The current transformation towards smart manufacturing has led to a growing
demand for human-robot collaboration (HRC) in the manufacturing process.
Perceiving and understanding the human co-worker's behaviour introduces
challenges for collaborative robots to efficiently and effectively perform
tasks in unstructured and dynamic environments. Integrating recent data-driven
machine vision capabilities into HRC systems is a logical next step in
addressing these challenges. However, in these cases, off-the-shelf components
struggle due to generalisation limitations. Real-world evaluation is required
in order to fully appreciate the maturity and robustness of these approaches.
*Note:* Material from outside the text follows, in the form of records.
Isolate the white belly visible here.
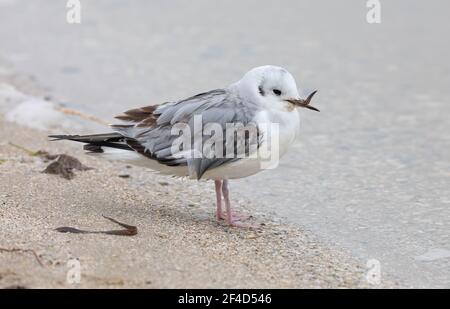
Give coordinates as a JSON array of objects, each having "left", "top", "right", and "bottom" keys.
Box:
[{"left": 99, "top": 110, "right": 300, "bottom": 179}]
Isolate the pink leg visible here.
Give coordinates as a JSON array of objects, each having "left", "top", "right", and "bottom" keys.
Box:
[
  {"left": 222, "top": 179, "right": 256, "bottom": 228},
  {"left": 214, "top": 180, "right": 222, "bottom": 220}
]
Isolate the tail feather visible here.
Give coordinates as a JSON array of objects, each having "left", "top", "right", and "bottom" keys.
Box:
[{"left": 48, "top": 133, "right": 133, "bottom": 152}]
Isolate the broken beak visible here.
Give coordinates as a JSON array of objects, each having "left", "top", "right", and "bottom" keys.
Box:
[{"left": 286, "top": 90, "right": 320, "bottom": 112}]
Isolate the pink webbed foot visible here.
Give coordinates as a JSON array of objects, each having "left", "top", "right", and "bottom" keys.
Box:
[{"left": 216, "top": 212, "right": 253, "bottom": 222}]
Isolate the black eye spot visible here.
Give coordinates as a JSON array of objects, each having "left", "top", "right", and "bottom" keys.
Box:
[
  {"left": 258, "top": 86, "right": 266, "bottom": 96},
  {"left": 272, "top": 89, "right": 281, "bottom": 96}
]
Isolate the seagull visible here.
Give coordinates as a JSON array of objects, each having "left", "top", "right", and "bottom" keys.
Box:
[{"left": 49, "top": 65, "right": 319, "bottom": 228}]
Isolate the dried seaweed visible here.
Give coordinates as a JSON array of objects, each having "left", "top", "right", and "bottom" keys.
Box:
[
  {"left": 37, "top": 152, "right": 92, "bottom": 179},
  {"left": 55, "top": 216, "right": 137, "bottom": 236}
]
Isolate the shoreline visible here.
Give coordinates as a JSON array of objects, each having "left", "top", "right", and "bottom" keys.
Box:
[{"left": 0, "top": 71, "right": 386, "bottom": 288}]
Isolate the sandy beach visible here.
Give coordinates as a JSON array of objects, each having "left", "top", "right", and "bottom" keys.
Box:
[
  {"left": 0, "top": 113, "right": 376, "bottom": 288},
  {"left": 0, "top": 0, "right": 450, "bottom": 288},
  {"left": 0, "top": 67, "right": 386, "bottom": 288}
]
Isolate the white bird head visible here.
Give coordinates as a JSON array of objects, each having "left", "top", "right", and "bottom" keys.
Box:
[{"left": 234, "top": 65, "right": 319, "bottom": 111}]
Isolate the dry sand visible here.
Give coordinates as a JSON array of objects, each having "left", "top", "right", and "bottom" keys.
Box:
[{"left": 0, "top": 115, "right": 380, "bottom": 288}]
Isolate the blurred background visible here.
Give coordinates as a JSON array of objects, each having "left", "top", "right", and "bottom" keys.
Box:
[{"left": 0, "top": 0, "right": 450, "bottom": 288}]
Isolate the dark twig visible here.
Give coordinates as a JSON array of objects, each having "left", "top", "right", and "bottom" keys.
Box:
[{"left": 55, "top": 216, "right": 137, "bottom": 236}]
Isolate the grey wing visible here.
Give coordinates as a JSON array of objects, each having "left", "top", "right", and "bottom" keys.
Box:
[{"left": 112, "top": 89, "right": 261, "bottom": 179}]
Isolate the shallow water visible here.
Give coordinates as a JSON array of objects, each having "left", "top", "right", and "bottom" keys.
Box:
[{"left": 0, "top": 0, "right": 450, "bottom": 288}]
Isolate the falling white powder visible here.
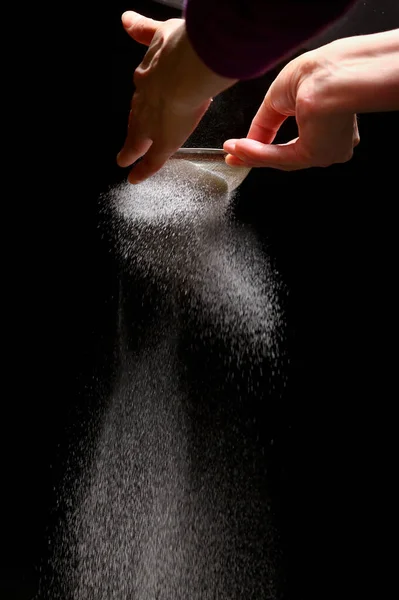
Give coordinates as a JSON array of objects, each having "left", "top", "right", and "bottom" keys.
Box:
[{"left": 43, "top": 161, "right": 283, "bottom": 600}]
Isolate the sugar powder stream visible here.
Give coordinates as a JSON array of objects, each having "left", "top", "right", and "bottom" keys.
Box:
[{"left": 40, "top": 160, "right": 290, "bottom": 600}]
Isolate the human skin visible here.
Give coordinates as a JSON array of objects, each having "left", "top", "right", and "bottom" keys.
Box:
[{"left": 117, "top": 11, "right": 399, "bottom": 183}]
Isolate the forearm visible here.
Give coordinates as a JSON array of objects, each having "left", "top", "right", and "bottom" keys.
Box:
[
  {"left": 314, "top": 29, "right": 399, "bottom": 113},
  {"left": 184, "top": 0, "right": 354, "bottom": 79}
]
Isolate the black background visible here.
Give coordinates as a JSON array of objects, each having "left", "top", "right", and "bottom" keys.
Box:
[{"left": 0, "top": 0, "right": 399, "bottom": 600}]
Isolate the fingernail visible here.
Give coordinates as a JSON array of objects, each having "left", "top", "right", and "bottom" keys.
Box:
[
  {"left": 223, "top": 140, "right": 237, "bottom": 152},
  {"left": 122, "top": 11, "right": 133, "bottom": 27}
]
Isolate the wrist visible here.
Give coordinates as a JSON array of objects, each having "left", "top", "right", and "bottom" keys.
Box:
[{"left": 299, "top": 29, "right": 399, "bottom": 114}]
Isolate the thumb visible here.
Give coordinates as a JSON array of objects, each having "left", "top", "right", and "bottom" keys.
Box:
[{"left": 122, "top": 10, "right": 161, "bottom": 46}]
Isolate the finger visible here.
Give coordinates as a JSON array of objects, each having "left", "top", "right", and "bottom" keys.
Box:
[
  {"left": 122, "top": 10, "right": 162, "bottom": 46},
  {"left": 226, "top": 138, "right": 311, "bottom": 170},
  {"left": 353, "top": 115, "right": 360, "bottom": 148},
  {"left": 247, "top": 87, "right": 288, "bottom": 144},
  {"left": 116, "top": 111, "right": 152, "bottom": 167},
  {"left": 128, "top": 142, "right": 180, "bottom": 183}
]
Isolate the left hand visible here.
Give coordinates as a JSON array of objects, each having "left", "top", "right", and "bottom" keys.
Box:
[{"left": 117, "top": 11, "right": 236, "bottom": 183}]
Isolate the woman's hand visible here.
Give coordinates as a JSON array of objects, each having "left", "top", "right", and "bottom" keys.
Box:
[
  {"left": 224, "top": 30, "right": 399, "bottom": 171},
  {"left": 117, "top": 11, "right": 236, "bottom": 183}
]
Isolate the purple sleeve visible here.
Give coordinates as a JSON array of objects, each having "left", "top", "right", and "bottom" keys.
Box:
[{"left": 184, "top": 0, "right": 354, "bottom": 79}]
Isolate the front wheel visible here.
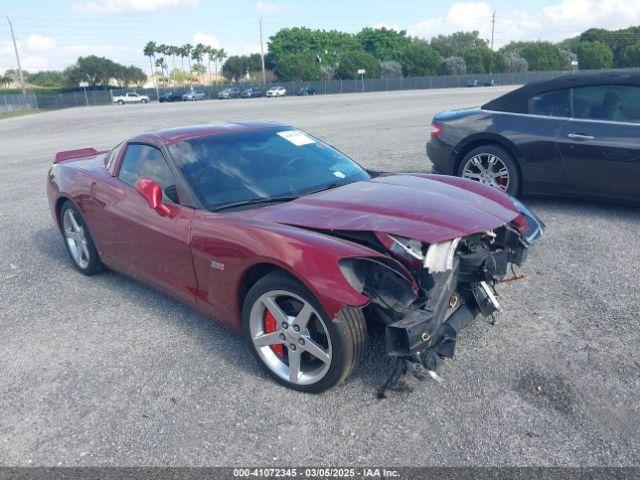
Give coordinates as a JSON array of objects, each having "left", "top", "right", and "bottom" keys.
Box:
[
  {"left": 60, "top": 201, "right": 102, "bottom": 275},
  {"left": 242, "top": 272, "right": 367, "bottom": 393},
  {"left": 458, "top": 145, "right": 520, "bottom": 195}
]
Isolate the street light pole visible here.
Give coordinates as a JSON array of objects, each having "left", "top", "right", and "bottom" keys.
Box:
[
  {"left": 7, "top": 17, "right": 27, "bottom": 95},
  {"left": 260, "top": 17, "right": 267, "bottom": 85}
]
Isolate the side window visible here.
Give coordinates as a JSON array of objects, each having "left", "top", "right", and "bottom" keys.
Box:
[
  {"left": 529, "top": 88, "right": 571, "bottom": 117},
  {"left": 104, "top": 142, "right": 124, "bottom": 171},
  {"left": 573, "top": 85, "right": 640, "bottom": 123},
  {"left": 118, "top": 143, "right": 178, "bottom": 203}
]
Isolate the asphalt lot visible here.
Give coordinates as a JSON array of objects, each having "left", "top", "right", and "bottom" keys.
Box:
[{"left": 0, "top": 87, "right": 640, "bottom": 466}]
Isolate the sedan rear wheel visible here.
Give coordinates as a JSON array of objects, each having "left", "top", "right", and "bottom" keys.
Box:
[
  {"left": 243, "top": 272, "right": 366, "bottom": 392},
  {"left": 458, "top": 145, "right": 520, "bottom": 195}
]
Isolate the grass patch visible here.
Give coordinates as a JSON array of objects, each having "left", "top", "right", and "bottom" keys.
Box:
[{"left": 0, "top": 108, "right": 41, "bottom": 120}]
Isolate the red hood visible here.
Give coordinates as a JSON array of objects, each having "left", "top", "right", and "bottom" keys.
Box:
[{"left": 238, "top": 175, "right": 518, "bottom": 243}]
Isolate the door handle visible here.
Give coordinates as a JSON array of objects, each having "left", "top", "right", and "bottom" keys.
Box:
[{"left": 567, "top": 133, "right": 595, "bottom": 141}]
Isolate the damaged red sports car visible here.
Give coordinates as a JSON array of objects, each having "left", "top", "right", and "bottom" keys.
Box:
[{"left": 47, "top": 122, "right": 543, "bottom": 392}]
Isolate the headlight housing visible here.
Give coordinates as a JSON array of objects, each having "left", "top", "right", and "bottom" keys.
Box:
[
  {"left": 509, "top": 196, "right": 545, "bottom": 245},
  {"left": 338, "top": 257, "right": 418, "bottom": 312}
]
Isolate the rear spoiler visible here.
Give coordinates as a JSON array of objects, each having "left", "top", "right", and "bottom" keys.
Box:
[{"left": 53, "top": 147, "right": 109, "bottom": 163}]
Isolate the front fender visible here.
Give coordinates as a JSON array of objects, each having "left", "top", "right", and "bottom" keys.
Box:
[{"left": 190, "top": 212, "right": 383, "bottom": 329}]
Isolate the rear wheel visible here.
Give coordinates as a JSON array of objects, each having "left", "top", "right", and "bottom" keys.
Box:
[
  {"left": 458, "top": 145, "right": 520, "bottom": 195},
  {"left": 60, "top": 201, "right": 102, "bottom": 275},
  {"left": 242, "top": 272, "right": 367, "bottom": 393}
]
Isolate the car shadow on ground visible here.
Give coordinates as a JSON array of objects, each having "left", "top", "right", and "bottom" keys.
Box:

Furthermore, understanding the pure-vision aspects is a crucial first step
before combining multiple modalities in order to understand the limitations. In
this paper, we propose GoferBot, a novel vision-based semantic HRC system for a
real-world assembly task. It is composed of a visual servoing module that
reaches and grasps assembly parts in an unstructured multi-instance and dynamic
environment, an action recognition module that performs human action prediction
for implicit communication, and a visual handover module that uses the
perceptual understanding of human behaviour to produce an intuitive and
efficient collaborative assembly experience. GoferBot is a novel assembly
system that seamlessly integrates all sub-modules by utilising implicit
semantic information purely from visual perception